# Query a Fabric Data Agent from a Notebook (Preview)

This notebook shows how to call your **published Fabric Data Agent** programmatically using the OpenAI Assistants-style API.

> **Replace `PUBLISHED_URL` below** with the value you see under your agent **Settings → Published URL**.

**What this notebook does**
- Authenticates with your Fabric workspace using your notebook identity (AAD bearer).
- Calls your **published Data Agent** via the OpenAI SDK.
- Polls with a timeout (prevents infinite loops).
- Cleans up created threads to conserve capacity.


## 1) Install dependencies (safe to re-run)

In [None]:
%pip install "openai==1.70.0"
%pip install "synapseml==1.0.5"
%pip install pandas tqdm

## 2) Configure the client

In [2]:
# pip install azure-identity openai==1.70.0

# ---- REQUIRED: paste your Published URL here ----
PUBLISHED_URL = "https://msitapi.fabric.microsoft.com/v1/workspaces/409e30ce-b2ad-4c80-a54d-d645227322e4/aiskills/672fba68-a7d0-4c85-99e9-9ed6fe8ef1d1/aiassistant/openai"

import typing as t
import time, uuid

from azure.identity import InteractiveBrowserCredential
from openai import OpenAI
from openai._models import FinalRequestOptions
from openai._types import Omit
from openai._utils import is_given

# ---------- Dev sign-in ----------
# Opens a browser once; caches token locally
SCOPE = "https://api.fabric.microsoft.com/.default"
# If you see 401/403, swap to:
# SCOPE = "https://analysis.windows.net/powerbi/api/.default"

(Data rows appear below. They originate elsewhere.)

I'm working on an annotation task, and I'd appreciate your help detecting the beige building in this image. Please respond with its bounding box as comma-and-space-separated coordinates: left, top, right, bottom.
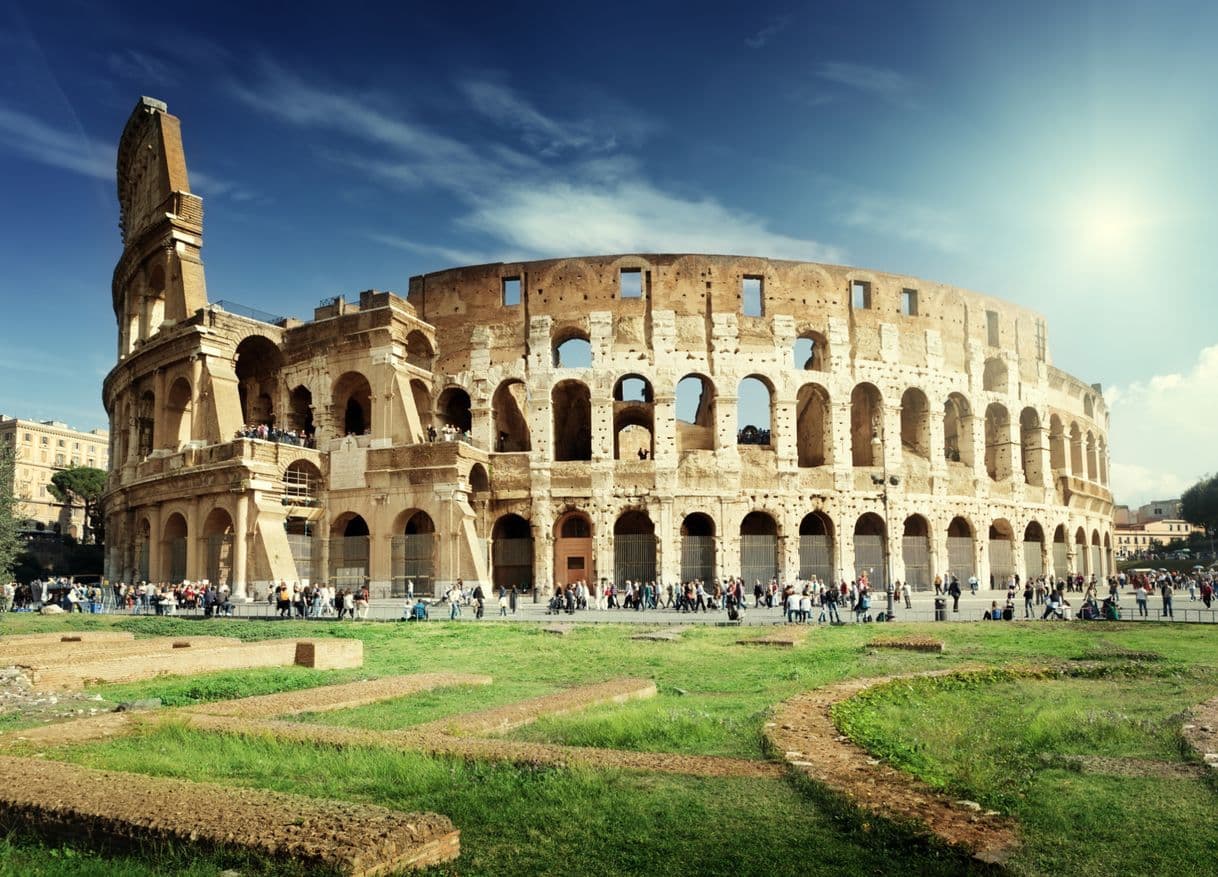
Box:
104, 99, 1112, 594
0, 414, 110, 538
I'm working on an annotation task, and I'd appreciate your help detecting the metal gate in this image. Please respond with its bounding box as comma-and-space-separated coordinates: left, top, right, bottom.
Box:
492, 538, 532, 590
613, 534, 655, 587
943, 536, 973, 585
854, 536, 888, 588
206, 534, 233, 587
989, 540, 1015, 588
1023, 542, 1045, 581
1054, 542, 1069, 579
681, 536, 715, 582
906, 536, 931, 591
390, 534, 436, 597
799, 536, 834, 585
164, 537, 186, 585
741, 536, 778, 587
330, 536, 368, 588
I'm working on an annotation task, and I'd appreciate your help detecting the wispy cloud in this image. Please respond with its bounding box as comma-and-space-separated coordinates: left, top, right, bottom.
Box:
233, 62, 842, 263
1104, 345, 1218, 505
816, 61, 914, 105
744, 16, 790, 49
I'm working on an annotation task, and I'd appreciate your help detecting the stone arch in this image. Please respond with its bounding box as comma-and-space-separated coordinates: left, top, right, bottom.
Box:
982, 357, 1009, 393
1019, 407, 1045, 485
681, 512, 716, 582
436, 386, 474, 434
985, 402, 1011, 481
854, 512, 888, 588
901, 387, 931, 459
235, 335, 284, 426
164, 376, 195, 451
491, 379, 532, 453
736, 374, 775, 447
793, 329, 829, 372
739, 512, 778, 585
795, 384, 833, 467
799, 509, 836, 585
675, 374, 716, 453
850, 382, 884, 467
943, 392, 973, 468
551, 380, 592, 460
334, 372, 373, 435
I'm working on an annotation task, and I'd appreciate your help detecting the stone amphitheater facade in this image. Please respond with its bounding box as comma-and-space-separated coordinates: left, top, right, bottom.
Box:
104, 99, 1112, 596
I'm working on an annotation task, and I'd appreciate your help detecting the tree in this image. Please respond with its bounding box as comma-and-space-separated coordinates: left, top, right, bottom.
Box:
1180, 475, 1218, 536
50, 467, 106, 543
0, 445, 21, 581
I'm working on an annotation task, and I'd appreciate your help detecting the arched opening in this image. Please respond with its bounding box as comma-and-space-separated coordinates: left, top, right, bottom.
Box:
982, 357, 1007, 393
613, 510, 655, 585
164, 378, 194, 451
794, 330, 829, 372
1023, 521, 1045, 581
161, 512, 189, 585
1049, 414, 1066, 477
330, 512, 369, 588
943, 393, 973, 468
901, 515, 931, 591
135, 390, 156, 459
795, 384, 833, 468
236, 335, 284, 426
203, 508, 235, 587
406, 329, 436, 372
799, 512, 836, 585
551, 380, 592, 460
944, 516, 977, 583
287, 385, 315, 445
613, 375, 655, 460
491, 514, 533, 591
334, 372, 373, 435
491, 380, 532, 453
410, 378, 434, 441
854, 512, 888, 588
436, 387, 474, 435
284, 460, 322, 505
676, 375, 715, 453
1019, 408, 1045, 486
390, 509, 436, 597
741, 512, 778, 586
985, 402, 1011, 481
554, 333, 592, 368
736, 375, 773, 447
989, 518, 1015, 588
554, 512, 597, 585
850, 384, 884, 467
901, 387, 931, 460
681, 512, 716, 582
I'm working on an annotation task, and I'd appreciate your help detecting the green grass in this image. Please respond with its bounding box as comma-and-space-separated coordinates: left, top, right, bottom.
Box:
0, 616, 1218, 877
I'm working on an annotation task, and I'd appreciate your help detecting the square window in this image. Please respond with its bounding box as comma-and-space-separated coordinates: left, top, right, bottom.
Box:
850, 280, 871, 311
619, 268, 643, 298
741, 274, 765, 317
503, 278, 520, 307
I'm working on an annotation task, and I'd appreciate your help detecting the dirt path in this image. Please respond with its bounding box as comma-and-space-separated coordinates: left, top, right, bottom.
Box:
766, 669, 1018, 862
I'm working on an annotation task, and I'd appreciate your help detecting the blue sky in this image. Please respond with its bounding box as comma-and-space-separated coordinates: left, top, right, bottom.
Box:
0, 0, 1218, 502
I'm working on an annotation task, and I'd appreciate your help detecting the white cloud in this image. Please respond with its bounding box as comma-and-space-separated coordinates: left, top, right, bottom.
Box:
1105, 345, 1218, 505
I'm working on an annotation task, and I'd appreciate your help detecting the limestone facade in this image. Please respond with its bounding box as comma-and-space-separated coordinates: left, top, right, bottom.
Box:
104, 99, 1112, 593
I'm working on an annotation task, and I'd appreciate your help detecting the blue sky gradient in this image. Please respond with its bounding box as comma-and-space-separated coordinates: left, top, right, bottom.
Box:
0, 0, 1218, 502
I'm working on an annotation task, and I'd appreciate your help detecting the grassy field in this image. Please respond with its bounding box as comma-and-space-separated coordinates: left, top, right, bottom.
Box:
0, 616, 1218, 877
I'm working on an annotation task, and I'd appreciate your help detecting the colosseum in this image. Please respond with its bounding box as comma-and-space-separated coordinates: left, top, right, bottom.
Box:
104, 99, 1112, 597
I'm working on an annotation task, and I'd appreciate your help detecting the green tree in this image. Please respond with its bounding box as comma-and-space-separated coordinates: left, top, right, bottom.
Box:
50, 467, 106, 543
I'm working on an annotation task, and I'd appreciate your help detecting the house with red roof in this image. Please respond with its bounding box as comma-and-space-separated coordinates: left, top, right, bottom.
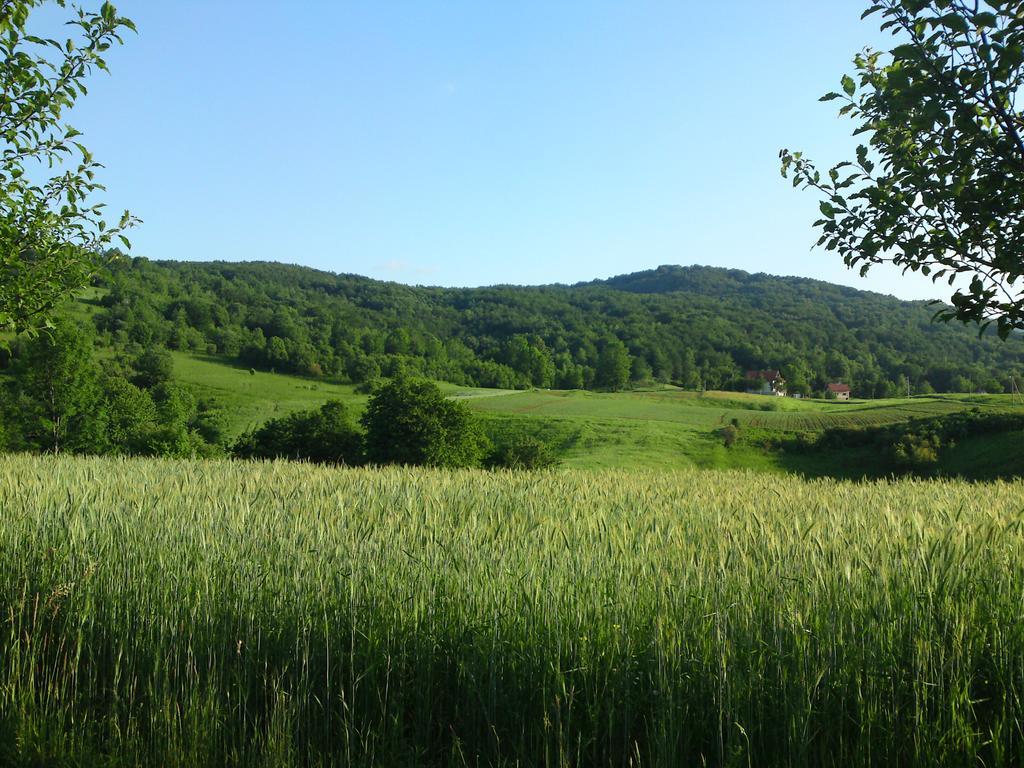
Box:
825, 384, 850, 400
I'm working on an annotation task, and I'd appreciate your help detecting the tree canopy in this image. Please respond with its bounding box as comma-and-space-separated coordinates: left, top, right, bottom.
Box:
362, 376, 485, 467
780, 0, 1024, 338
86, 258, 1024, 397
0, 0, 135, 331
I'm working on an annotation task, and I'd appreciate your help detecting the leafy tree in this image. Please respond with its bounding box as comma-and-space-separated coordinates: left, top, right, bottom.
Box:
232, 400, 362, 465
780, 0, 1024, 338
594, 337, 632, 391
0, 0, 135, 333
104, 377, 159, 455
362, 376, 486, 467
132, 347, 174, 389
7, 322, 105, 454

_cred = InteractiveBrowserCredential()

def _get_bearer() -> str:
    return _cred.get_token(SCOPE).token

class FabricOpenAI(OpenAI):
    """
    OpenAI client wrapper that:
      - Uses your Fabric Data Agent Published URL as base_url
      - Injects AAD Bearer token and correlation id
      - Pins 'api-version' as query param
    """
    def __init__(self, api_version: str = "2024-05-01-preview", **kwargs: t.Any) -> None:
        self.api_version = api_version
        default_query = kwargs.pop("default_query", {})
        default_query["api-version"] = self.api_version
        super().__init__(
            api_key="",                     # not used
            base_url=PUBLISHED_URL,         # IMPORTANT: your agent endpoint
            default_query=default_query,
            **kwargs,
        )

    def _prepare_options(self, options: FinalRequestOptions) -> None:
        headers: dict[str, str | Omit] = ({**options.headers} if is_given(options.headers) else {})
        headers["Authorization"] = f"Bearer {_get_bearer()}"
        headers.setdefault("Accept", "application/json")
        headers.setdefault("ActivityId", str(uuid.uuid4()))
        options.headers = headers
        return super()._prepare_options(options)

client = FabricOpenAI()
print("Client configured. You're signed in with InteractiveBrowserCredential().")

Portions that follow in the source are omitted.